C/ Le retour du Père primitif

L’encadrement totalitaire de la société réactive la généalogie freudienne du social en lui donnant une intensité nouvelle. En effet, à la différence des théories modernes du contrat fondant l’ordre social sur la libre volonté des individus s’associant pour sortir du mythique état de nature par un pacte social, Freud propose une toute autre mythologie s’appuyant sur un crime originel [11]. À l’état de nature répond la horde originaire des hommes vivant sous le joug du Père (la bête originaire), troupeau asservi au mâle dominant qui possède toutes les femelles et castre ainsi les pulsions sexuelles des fils. Le « Père originaire » est une pulsion vivante : il peut posséder tous les biens sexuels et ne laisse rien aux fils, trop faibles pour pouvoir contredire ce pouvoir total. Vient un moment où, lassés de cette situation, ils se coalisent et, tous ensemble, mettent à mort ce Père tout-puissant. Jaloux de son pouvoir sexuel, ils dévorent son corps afin de s’approprier sa puissance, de la prendre en eux, et, symboliquement, constituent un premier idéal du moi. Le Père mort, les frères tous égaux ne peuvent refonder le même ordre. Ils s’éparpillent donc et instituent des familles au sein desquelles aucun d’eux ne peux prétendre au même pouvoir que le Père primitif. Du meurtre, naît le sentiment de culpabilité qui pousse les frères à lui ériger une tombe et un culte. Le Père est idéalisé. Il n’est père qu’après sa mort. Et c’est dans cette mort que s’établit le lien symbolique. Le Père devient relique. Afin de faire taire le sentiment de culpabilité, de se réconcilier avec le Père, celui-ci est ressuscité. Il revient donc sous une forme divinisée et se venge en incarnant l’autorité suprême : à la fois temporelle et spirituelle. L’ordre patriarcal irrigue les pouvoirs temporel et spirituel confondus : « à l’organisation sociale président alors des rois revêtus d’un caractère divin et qui étendent à l’État le système patriarcal. » [12]

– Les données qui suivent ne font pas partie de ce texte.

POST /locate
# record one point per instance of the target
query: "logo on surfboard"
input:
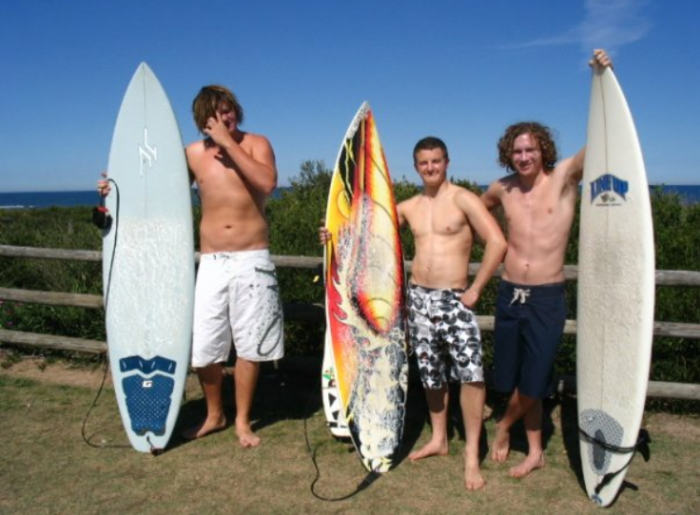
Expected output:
(147, 152)
(608, 190)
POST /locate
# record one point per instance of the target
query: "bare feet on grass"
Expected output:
(246, 436)
(430, 449)
(501, 445)
(205, 428)
(529, 464)
(473, 480)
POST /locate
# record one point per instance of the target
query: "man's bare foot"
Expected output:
(205, 428)
(501, 445)
(430, 449)
(246, 436)
(529, 464)
(473, 480)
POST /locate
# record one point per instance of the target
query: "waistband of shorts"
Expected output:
(425, 289)
(239, 255)
(535, 289)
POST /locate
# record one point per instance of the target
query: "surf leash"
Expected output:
(642, 445)
(370, 478)
(103, 220)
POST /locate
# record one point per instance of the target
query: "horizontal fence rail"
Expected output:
(313, 312)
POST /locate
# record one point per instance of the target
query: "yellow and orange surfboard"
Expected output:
(365, 363)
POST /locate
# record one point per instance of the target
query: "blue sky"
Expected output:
(460, 70)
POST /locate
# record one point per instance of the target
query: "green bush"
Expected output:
(294, 221)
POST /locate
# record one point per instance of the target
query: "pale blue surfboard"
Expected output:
(148, 264)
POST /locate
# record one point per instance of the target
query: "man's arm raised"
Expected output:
(258, 167)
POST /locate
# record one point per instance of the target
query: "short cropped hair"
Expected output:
(430, 143)
(542, 135)
(209, 100)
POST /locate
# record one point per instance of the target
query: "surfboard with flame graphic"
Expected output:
(365, 315)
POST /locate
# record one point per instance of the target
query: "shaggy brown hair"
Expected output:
(542, 135)
(209, 100)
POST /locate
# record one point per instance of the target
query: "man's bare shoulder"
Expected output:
(254, 141)
(195, 148)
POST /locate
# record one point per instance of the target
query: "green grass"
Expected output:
(47, 468)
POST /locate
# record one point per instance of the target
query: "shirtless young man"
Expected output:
(445, 220)
(539, 201)
(236, 296)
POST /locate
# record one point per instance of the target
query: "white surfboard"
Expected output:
(148, 264)
(615, 292)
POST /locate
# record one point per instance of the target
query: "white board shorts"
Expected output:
(237, 299)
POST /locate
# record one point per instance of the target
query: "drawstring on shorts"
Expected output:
(520, 295)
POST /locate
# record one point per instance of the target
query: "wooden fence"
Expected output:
(301, 311)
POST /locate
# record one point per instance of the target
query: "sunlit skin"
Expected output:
(235, 172)
(539, 206)
(445, 219)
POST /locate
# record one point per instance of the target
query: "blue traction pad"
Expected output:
(148, 399)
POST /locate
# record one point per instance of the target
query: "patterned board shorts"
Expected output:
(443, 331)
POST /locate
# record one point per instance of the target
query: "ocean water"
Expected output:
(23, 200)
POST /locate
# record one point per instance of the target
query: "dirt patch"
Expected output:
(56, 372)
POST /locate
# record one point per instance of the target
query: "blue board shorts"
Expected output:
(528, 330)
(445, 336)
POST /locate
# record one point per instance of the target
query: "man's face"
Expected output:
(431, 165)
(526, 155)
(228, 116)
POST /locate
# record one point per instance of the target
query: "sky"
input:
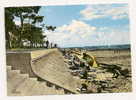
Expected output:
(87, 25)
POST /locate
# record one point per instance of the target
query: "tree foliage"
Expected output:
(28, 32)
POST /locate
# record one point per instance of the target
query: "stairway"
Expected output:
(19, 84)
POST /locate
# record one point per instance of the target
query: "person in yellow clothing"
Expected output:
(90, 60)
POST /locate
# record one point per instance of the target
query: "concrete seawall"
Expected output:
(20, 61)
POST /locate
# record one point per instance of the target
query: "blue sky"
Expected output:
(87, 25)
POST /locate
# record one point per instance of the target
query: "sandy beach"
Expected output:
(120, 58)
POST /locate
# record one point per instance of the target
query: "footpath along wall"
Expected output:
(49, 65)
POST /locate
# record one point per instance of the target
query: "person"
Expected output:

Par la suite, les deux pouvoirs se séparent et cette figure du Père inonde aussi bien le politique que le religieux : dans l’ordre temporel l’État assure la fonction symbolique du Père qui dit la Loi. Or, ce que fait précisément le totalitarisme, en parlant directement au désir, à la pulsion, et en occupant totalement le symbolique, c’est réactiver complètement cette figure du Père originaire refoulée. L’État libéral apparaît comme une résurgence « douce » du Père, réprimant la morale sexuelle afin d’en canaliser les effets pour ses fins propres [13]. L’État totalitaire, quant à lui, s’adresse à l’affect et assume une position toute-puissante à la fois dans le réel et dans le symbolique. Il redevient alors ce Père à la fois temporel et spirituel, la bête originaire castratrice. Ce retour du Père primitif dans toute sa puissance existe dans le domaine religieux à travers les mouvements sectaires. Néanmoins, de par leur ampleur, ils ne peuvent souffrir la comparaison au totalitarisme : c’est au niveau de la société tout entière, dans son assujettissement, son encadrement complet, que s’étend le totalitarisme. Il puise même aux techniques bureaucratiques les plus modernes pour asseoir son autorité toute-puissante, revêtant tous les atours du Père primitif dans ses dimensions à la fois réelle et symbolique, temporelle et religieuse.

II. La ritualisation de la société

A/ Les rites totalitaires

Non seulement les fondements théoriques de l’État totalitaire comportent une dimension religieuse indéniable, mais en plus l’État totalitaire se donne à voir comme religieux, comme en témoigne la ritualisation de la politique, ou en tous cas de ce qui s’y substitue : la domination totalitaire.

Dans l’État totalitaire, il n’existe pas de sphère privée, toute l’existence humaine s’est trouvée envahie par un flot de nouveaux rites. Ceux-ci sont apparus comme étant aussi implacables, rigoureux et réguliers que ceux que l’on peut trouver dans les sociétés primitives. Chaque classe, chaque sexe et chaque âge a reçu son rituel particulier. Personne n’a plus pu marcher dans la rue, visiter son entourage ou des amis sans accomplir un rite politique. Et comme dans les sociétés primitives où toute négligence envers les rites prescrits signifiait malheur et mort, même chez les jeunes enfants où cela n’était nullement considéré comme un oubli ou un péché, toute erreur commise envers les rites est devenue, elle aussi, un crime de lèse-majesté dans les États totalitaires. L’effet de ces nouveaux rites est évident. Il n’y a rien de tel pour endormir toutes nos forces, toute notre faculté de jugement, tout notre discernement critique, ni pour supprimer tout sentiment de personnalité et toute responsabilité individuelle que l’exécution monotone, uniforme et continue des mêmes rites. Dans toutes les sociétés primitives dirigées et organisées par les rites, la responsabilité individuelle est une chose inconnue. Il n’existe qu’une responsabilité collective. [14]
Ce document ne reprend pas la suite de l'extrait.